A DGReview of : " One-year open-label trial of thalidomide in ankylosing

spondylitis "

Arthritis Care and Research

07/30/2002

By Harvey McConnell

A long-term trial with thalidomide indicates it may be a promising compound

for use in patients with treatment-resistant ankylosing spondylitis.

In a joint Chinese-American study, researchers had two aims: to find if

thalidomide could be efficacious in the treatment of ankylosing spondylitis

and whether it would produce changes in expression of genes in peripheral

blood mononuclear cells (PBMC). The open label study was led by Dr Tak

Yan Yu, Rheumatology Division, University o of California, Los Angeles,

United States, and colleagues in China.

Thirty men who had treatment-refractory ankylosing spondylitis were

recruited into the 12-month open study.
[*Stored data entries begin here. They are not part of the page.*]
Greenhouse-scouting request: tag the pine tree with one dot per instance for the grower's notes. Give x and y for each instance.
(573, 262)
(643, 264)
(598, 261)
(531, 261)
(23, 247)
Thalidomide was given at a dosage of

200 mg/day.

Clinicians used seven measurements of primary endpoint indices, as well as

six other indices for assessing secondary endpoints Before the trial

started, transcripts in the PBMC of some of these patients were screened by

assay, and then it was measured with reverse transcriptase-polymerase chain

reaction.

Overall, 26 of the patients completed the 12 month trial, and clinicians

found that 80 percent showed a more than 20 percent improvement in four of

the seven primary outcome indices. There were sharp declines among some of

the indices between the third and sixth month.

Nine patients became free of pain. There also was a statistically

significant decrease in tumour necrosis factor transcripts in the PBMC.

Arthritis Care & Research Volume 47, Issue 3, 2002. Pages: 249-254.